基金Supported by the National Key Project of Ministry of Science and Technology of China(2016YFC0203306 and 2016YFC0203305)Chinese Academy of Meteorological Sciences Basic Research Fund(2017Z011,2016Z001,and 2016Y004)
文摘An extensive field experiment for measurement of physical and chemical properties of aerosols was conducted at an urban site in the Chinese Academy of Meteorological Sciences(CAMS) in Beijing and at a rural site in Gucheng(GC), Hebei Province in December 2016. This paper compares the number size distribution of submicron particle matter(PM1, diameter 〈 1 μm) between the two sites. The results show that the mean PM1 number concentration at GC was twice that at CAMS, and the mass concentration was three times the amount at CAMS. It is found that the accumulation mode(100–850 nm) particles constituted the largest fraction of PM1 at GC, which was significantly correlated with the local coal combustion, as confirmed by a significant relationship between the accumulation mode and the absorption coefficient of soot particles.
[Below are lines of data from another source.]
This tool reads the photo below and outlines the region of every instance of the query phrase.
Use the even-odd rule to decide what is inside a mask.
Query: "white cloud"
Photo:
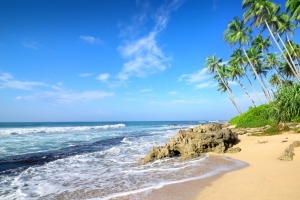
[[[203,68],[198,72],[192,74],[183,74],[179,77],[178,81],[185,81],[186,83],[198,83],[208,79],[213,76],[207,71],[207,68]]]
[[[195,89],[212,88],[212,87],[216,87],[217,85],[218,85],[217,83],[208,81],[208,82],[200,83],[200,84],[196,85]]]
[[[118,47],[121,56],[128,60],[118,74],[121,81],[128,80],[130,76],[145,77],[158,71],[164,71],[171,66],[169,63],[172,60],[171,57],[165,56],[157,45],[157,35],[166,27],[170,13],[181,4],[182,1],[174,0],[170,4],[158,8],[153,15],[155,26],[152,31],[136,40],[127,40]]]
[[[42,82],[18,81],[9,73],[0,73],[0,89],[32,90],[35,86],[47,86],[47,84]]]
[[[99,74],[96,79],[102,82],[106,82],[110,77],[109,73]]]
[[[153,90],[152,88],[146,88],[146,89],[140,90],[140,92],[151,92],[152,90]]]
[[[22,41],[21,44],[23,47],[33,49],[33,50],[38,50],[41,45],[38,42],[35,42],[33,40],[28,40],[26,39],[25,41]]]
[[[81,76],[81,77],[89,77],[91,76],[92,74],[91,73],[82,73],[82,74],[78,74],[78,76]]]
[[[228,82],[228,85],[230,85],[230,86],[237,85],[237,82],[235,82],[235,81],[227,81],[227,82]]]
[[[102,99],[105,97],[114,96],[112,92],[105,91],[83,91],[83,92],[74,92],[74,91],[45,91],[35,93],[30,96],[23,97],[27,100],[35,99],[47,99],[55,103],[71,103],[77,101],[93,101],[97,99]]]
[[[17,96],[17,97],[15,98],[15,100],[21,100],[21,99],[22,99],[21,96]]]
[[[81,39],[85,42],[91,43],[91,44],[102,44],[103,43],[103,41],[100,40],[99,38],[95,38],[95,37],[89,36],[89,35],[81,35],[79,37],[79,39]]]
[[[213,0],[212,11],[217,10],[217,3],[218,3],[218,0]]]
[[[168,92],[168,94],[169,94],[169,95],[177,95],[178,92],[176,92],[176,91],[170,91],[170,92]]]

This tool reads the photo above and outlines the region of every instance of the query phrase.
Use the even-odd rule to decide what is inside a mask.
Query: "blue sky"
[[[0,121],[230,119],[204,63],[228,60],[242,13],[240,0],[2,0]]]

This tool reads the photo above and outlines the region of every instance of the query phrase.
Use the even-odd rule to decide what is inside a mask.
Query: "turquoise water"
[[[109,199],[185,180],[205,163],[220,170],[206,155],[140,165],[153,147],[202,122],[0,123],[0,198]]]

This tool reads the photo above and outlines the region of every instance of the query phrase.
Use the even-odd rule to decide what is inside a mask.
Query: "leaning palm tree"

The high PM1 concentration at GC prevented the occurrence of new particle formation(NPF) events, while eight such events were observed at CAMS. During the NPF events, the mass fraction of sulfate increased significantly, indicating that sulfate played an important role in NPF. The contribution of regional transport to PM1 mass concentration was approximately 50% at both sites, same as that of the local emission. However, during the red-alert period when emission control took place, the contribution of regional transport was notably higher.